Hereditary title held by a royal or a noble

A subsidiary title is a title of authority or title of honour that is held by a royal or noble person but which is not regularly used to identify that person, due to the concurrent holding of a greater title.

==United Kingdom==
An example in the United Kingdom is the Duke of Norfolk, who is also the Earl of Arundel, the Earl of Surrey, the Earl of Norfolk, the Baron Beaumont, the Baron Maltravers, the Baron FitzAlan, the Baron Clun, the Baron Oswaldestre, and the Baron Howard of Glossop. In everyday usage, the individual who holds all of these titles would be referred to only by the most senior title (in this case, Duke of Norfolk), while all of the other titles would be subsidiary titles.

===Use as a courtesy title===
The heir apparent to a duke, marquess or earl may use any subsidiary title of that peer (usually the most senior) as a courtesy title, provided that it does not cause confusion. For example, the Duke of Norfolk's heir apparent is known as "Earl of Arundel" (without the definite article). However, the heir does not technically become the Earl of Arundel (as a substantive title) until his father's death, and he remains legally a commoner until then.

If a subsidiary peerage has the same name as a higher peerage, it is not used as a courtesy title, in order to avoid any confusion. For example, the Duke of Manchester is also the Earl of Manchester, but his heir apparent is styled "Viscount Mandeville", this being the duke's highest subsidiary title that does not contain the name "Manchester".

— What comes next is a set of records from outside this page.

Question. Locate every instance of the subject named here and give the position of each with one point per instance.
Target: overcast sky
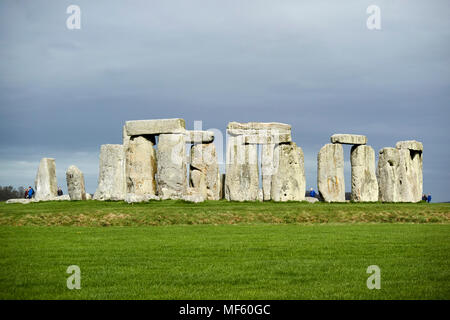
(312, 64)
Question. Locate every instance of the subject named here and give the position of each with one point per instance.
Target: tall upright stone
(242, 173)
(75, 183)
(46, 183)
(288, 179)
(364, 180)
(171, 164)
(330, 173)
(389, 175)
(411, 161)
(204, 170)
(267, 169)
(111, 181)
(141, 165)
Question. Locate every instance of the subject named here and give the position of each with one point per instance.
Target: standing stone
(141, 166)
(267, 169)
(242, 174)
(46, 183)
(412, 167)
(204, 163)
(364, 180)
(388, 175)
(75, 183)
(111, 181)
(154, 126)
(171, 163)
(330, 173)
(288, 180)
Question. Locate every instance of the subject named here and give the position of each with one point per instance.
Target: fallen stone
(75, 183)
(111, 181)
(46, 184)
(330, 173)
(204, 170)
(140, 166)
(171, 164)
(288, 180)
(348, 139)
(156, 126)
(242, 172)
(364, 179)
(198, 136)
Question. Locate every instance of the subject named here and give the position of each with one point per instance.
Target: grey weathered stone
(261, 132)
(388, 175)
(140, 168)
(399, 173)
(46, 183)
(75, 183)
(155, 126)
(171, 164)
(267, 169)
(111, 181)
(364, 180)
(199, 136)
(330, 173)
(410, 144)
(242, 173)
(288, 179)
(348, 139)
(204, 170)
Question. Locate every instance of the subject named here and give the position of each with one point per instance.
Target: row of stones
(136, 171)
(398, 177)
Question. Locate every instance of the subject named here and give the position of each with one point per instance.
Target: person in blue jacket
(30, 192)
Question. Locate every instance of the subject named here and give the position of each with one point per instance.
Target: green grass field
(221, 250)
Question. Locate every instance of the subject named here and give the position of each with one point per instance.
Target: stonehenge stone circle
(152, 164)
(46, 183)
(75, 183)
(141, 165)
(171, 166)
(364, 179)
(348, 139)
(288, 180)
(159, 126)
(204, 170)
(111, 181)
(330, 173)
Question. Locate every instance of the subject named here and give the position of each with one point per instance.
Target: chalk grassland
(224, 250)
(227, 261)
(160, 213)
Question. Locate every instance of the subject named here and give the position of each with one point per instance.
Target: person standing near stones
(30, 192)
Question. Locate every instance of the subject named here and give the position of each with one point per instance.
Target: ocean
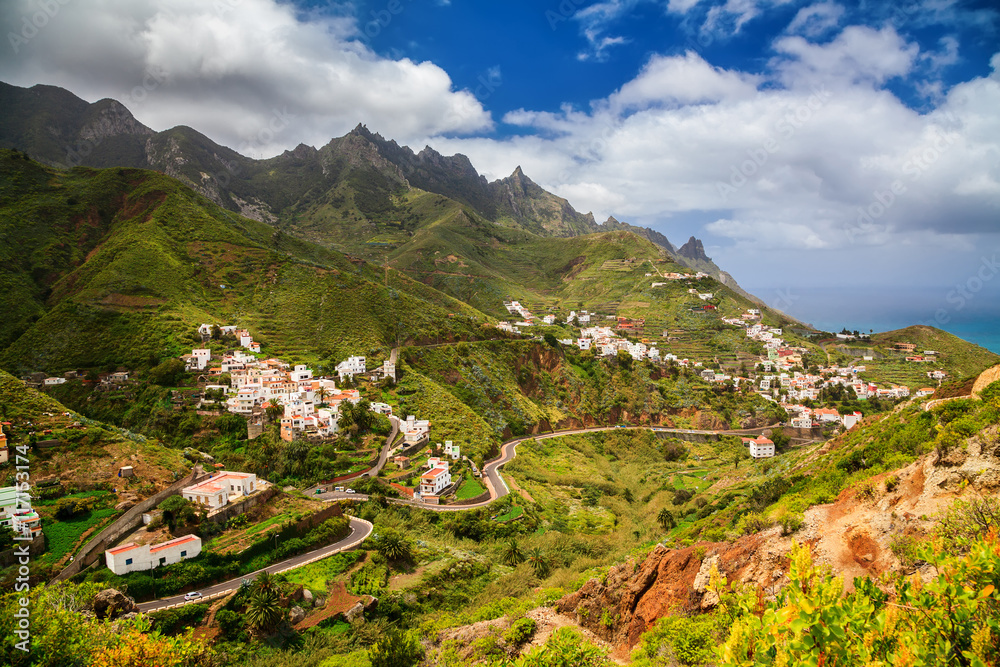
(976, 319)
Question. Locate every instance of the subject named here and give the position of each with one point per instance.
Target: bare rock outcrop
(112, 603)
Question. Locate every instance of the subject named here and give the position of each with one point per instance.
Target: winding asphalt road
(360, 530)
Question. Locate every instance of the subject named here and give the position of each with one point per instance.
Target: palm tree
(394, 547)
(539, 563)
(267, 582)
(264, 612)
(512, 556)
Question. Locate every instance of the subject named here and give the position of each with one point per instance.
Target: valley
(376, 410)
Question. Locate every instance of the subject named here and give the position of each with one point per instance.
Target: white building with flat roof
(434, 481)
(351, 366)
(133, 557)
(13, 501)
(222, 489)
(200, 358)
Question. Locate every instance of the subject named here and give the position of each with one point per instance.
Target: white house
(434, 481)
(200, 359)
(826, 415)
(133, 557)
(415, 430)
(760, 447)
(851, 419)
(301, 373)
(16, 512)
(350, 367)
(221, 489)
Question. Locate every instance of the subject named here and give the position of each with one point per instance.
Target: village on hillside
(261, 389)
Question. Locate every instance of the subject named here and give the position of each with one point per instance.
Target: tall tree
(539, 563)
(264, 612)
(666, 519)
(512, 554)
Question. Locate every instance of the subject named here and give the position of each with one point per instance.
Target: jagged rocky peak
(108, 118)
(301, 151)
(693, 249)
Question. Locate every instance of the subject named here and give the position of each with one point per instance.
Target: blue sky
(547, 54)
(812, 144)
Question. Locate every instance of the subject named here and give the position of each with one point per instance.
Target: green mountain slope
(345, 194)
(119, 267)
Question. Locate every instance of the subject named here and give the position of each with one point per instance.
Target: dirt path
(338, 602)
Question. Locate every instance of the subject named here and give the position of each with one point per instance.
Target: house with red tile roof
(134, 557)
(434, 481)
(219, 490)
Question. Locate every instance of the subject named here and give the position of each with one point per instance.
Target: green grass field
(470, 488)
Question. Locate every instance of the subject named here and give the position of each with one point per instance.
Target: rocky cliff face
(633, 595)
(852, 535)
(108, 118)
(694, 250)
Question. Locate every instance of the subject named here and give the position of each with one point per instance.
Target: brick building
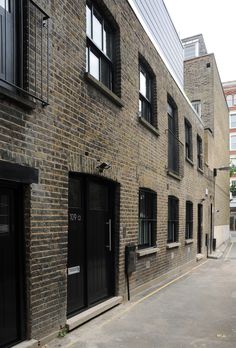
(99, 149)
(203, 86)
(230, 94)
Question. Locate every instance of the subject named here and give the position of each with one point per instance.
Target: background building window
(189, 220)
(233, 142)
(197, 106)
(199, 153)
(232, 120)
(229, 99)
(145, 94)
(188, 140)
(147, 218)
(99, 46)
(173, 219)
(191, 49)
(234, 99)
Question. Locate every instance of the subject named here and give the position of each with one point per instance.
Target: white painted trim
(230, 136)
(162, 55)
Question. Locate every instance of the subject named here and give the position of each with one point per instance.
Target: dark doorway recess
(199, 228)
(90, 242)
(12, 304)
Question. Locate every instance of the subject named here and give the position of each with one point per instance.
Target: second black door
(90, 242)
(12, 323)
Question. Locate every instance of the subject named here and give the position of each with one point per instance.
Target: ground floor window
(173, 219)
(147, 218)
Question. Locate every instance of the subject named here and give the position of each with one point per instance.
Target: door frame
(114, 200)
(199, 227)
(19, 236)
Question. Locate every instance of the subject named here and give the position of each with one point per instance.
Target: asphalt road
(196, 311)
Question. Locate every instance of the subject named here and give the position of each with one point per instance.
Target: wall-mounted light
(220, 168)
(103, 166)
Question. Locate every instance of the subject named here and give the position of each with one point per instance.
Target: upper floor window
(233, 142)
(189, 220)
(199, 153)
(232, 120)
(173, 219)
(188, 140)
(99, 52)
(197, 106)
(147, 218)
(191, 49)
(229, 99)
(145, 94)
(24, 49)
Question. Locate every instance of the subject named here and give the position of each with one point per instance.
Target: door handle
(109, 231)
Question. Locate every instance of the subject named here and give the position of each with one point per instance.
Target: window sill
(200, 170)
(101, 87)
(149, 126)
(189, 241)
(147, 251)
(173, 175)
(172, 245)
(189, 161)
(18, 99)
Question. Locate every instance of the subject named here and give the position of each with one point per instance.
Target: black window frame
(199, 153)
(148, 218)
(91, 46)
(173, 220)
(27, 70)
(189, 220)
(188, 140)
(145, 102)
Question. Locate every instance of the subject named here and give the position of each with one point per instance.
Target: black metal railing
(175, 155)
(27, 74)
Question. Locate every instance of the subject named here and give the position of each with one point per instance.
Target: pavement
(196, 310)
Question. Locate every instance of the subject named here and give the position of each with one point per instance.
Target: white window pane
(4, 4)
(233, 161)
(233, 142)
(233, 121)
(97, 32)
(88, 21)
(142, 84)
(94, 65)
(229, 100)
(107, 43)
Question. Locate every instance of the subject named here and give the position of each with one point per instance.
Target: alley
(196, 310)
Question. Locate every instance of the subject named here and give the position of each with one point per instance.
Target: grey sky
(216, 20)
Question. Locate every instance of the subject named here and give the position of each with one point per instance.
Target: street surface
(197, 310)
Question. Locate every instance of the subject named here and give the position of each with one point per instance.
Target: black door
(11, 266)
(199, 229)
(9, 15)
(90, 243)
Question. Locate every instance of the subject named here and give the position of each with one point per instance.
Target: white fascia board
(160, 52)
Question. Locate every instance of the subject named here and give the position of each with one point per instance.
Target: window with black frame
(24, 49)
(189, 220)
(199, 153)
(173, 219)
(188, 140)
(173, 141)
(147, 218)
(145, 94)
(99, 51)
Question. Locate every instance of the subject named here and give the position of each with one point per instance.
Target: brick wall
(82, 126)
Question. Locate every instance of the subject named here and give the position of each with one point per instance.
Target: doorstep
(81, 318)
(199, 257)
(27, 344)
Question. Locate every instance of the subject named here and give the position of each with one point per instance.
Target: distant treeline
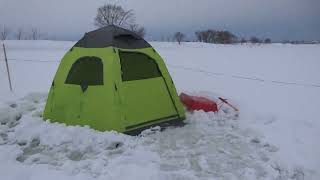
(221, 37)
(227, 37)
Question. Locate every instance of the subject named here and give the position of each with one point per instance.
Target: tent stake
(6, 60)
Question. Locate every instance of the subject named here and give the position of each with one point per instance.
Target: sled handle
(226, 102)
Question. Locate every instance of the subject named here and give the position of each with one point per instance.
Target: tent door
(146, 96)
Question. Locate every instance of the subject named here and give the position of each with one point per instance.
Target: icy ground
(275, 136)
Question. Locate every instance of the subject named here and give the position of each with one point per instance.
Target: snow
(276, 87)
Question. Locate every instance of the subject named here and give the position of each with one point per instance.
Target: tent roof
(112, 36)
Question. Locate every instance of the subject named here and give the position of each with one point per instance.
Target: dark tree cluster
(112, 14)
(217, 37)
(20, 34)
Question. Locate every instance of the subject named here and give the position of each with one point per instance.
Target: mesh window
(136, 66)
(86, 71)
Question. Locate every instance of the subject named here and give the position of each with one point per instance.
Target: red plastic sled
(198, 103)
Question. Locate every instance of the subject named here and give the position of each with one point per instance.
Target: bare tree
(179, 36)
(19, 34)
(111, 14)
(141, 31)
(4, 33)
(35, 33)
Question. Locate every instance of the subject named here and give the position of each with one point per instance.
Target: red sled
(195, 103)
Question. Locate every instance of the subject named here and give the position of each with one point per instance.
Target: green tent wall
(113, 80)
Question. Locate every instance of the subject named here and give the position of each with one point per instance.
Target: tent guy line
(243, 77)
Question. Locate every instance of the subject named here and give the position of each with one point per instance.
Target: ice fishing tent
(112, 79)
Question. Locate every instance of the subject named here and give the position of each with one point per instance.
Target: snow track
(209, 146)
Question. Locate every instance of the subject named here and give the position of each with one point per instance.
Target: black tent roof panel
(112, 36)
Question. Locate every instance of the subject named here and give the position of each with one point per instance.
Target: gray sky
(69, 19)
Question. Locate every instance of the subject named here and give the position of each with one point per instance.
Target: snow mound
(209, 146)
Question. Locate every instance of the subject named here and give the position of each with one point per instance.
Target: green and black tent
(112, 79)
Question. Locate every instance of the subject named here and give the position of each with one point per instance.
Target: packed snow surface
(276, 87)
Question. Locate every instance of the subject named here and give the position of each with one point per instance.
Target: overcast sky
(69, 19)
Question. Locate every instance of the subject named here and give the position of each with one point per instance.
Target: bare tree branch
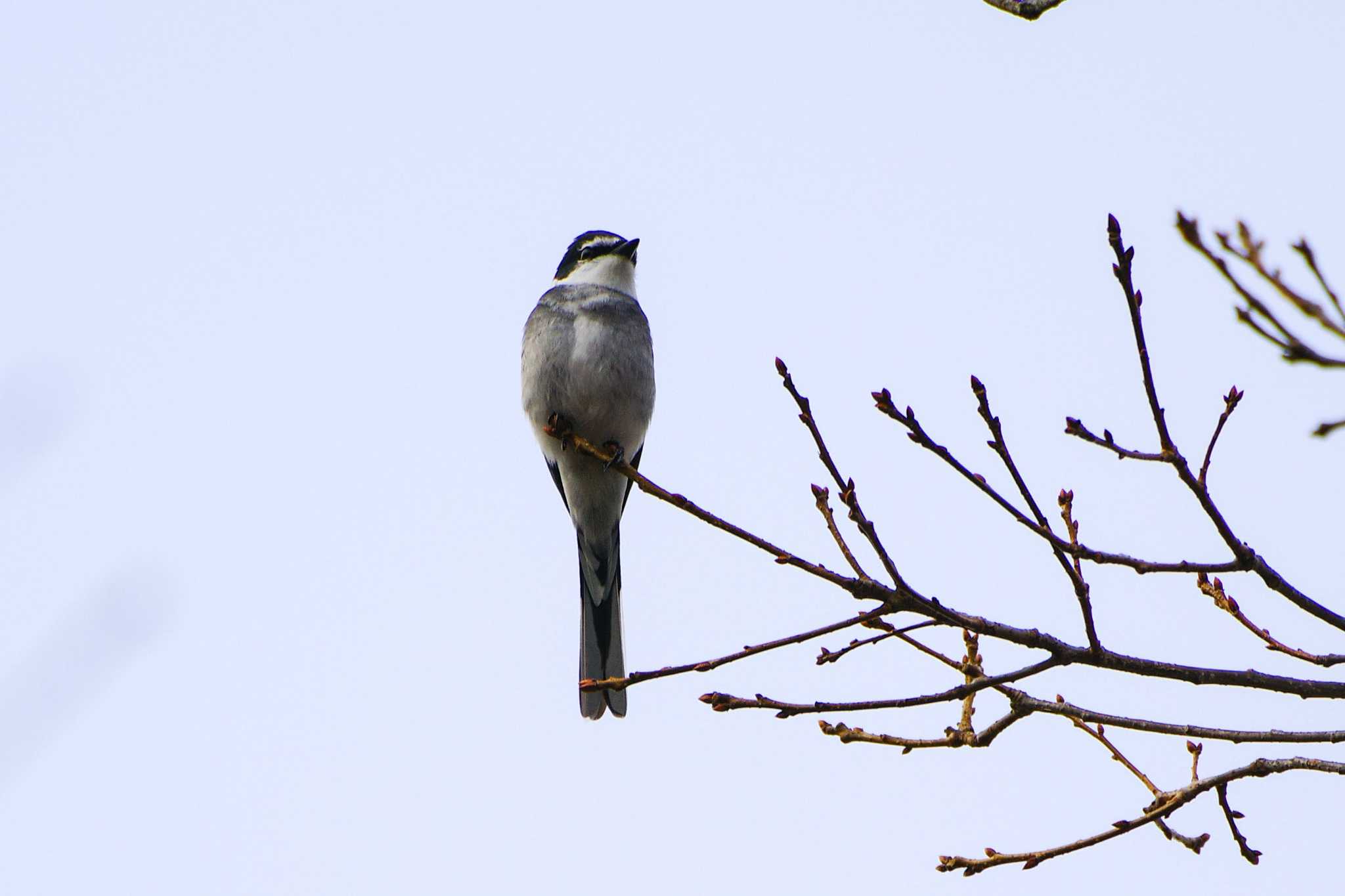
(1160, 809)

===Writ of acceleration===
Before the House of Lords Act 1999, which abolished the automatic right of hereditary peers to sit in the House of Lords, an heir apparent could be summoned to the Lords, before the current title holder's death, by a writ of acceleration – that is, by accelerating the inheritance of a junior title (usually a barony). For example, a writ of acceleration could have been used to cause a courtesy Earl of Arundel to inherit the Maltravers barony prematurely, whereupon he would gain that as a substantive title and could join the House of Lords as Lord Maltravers.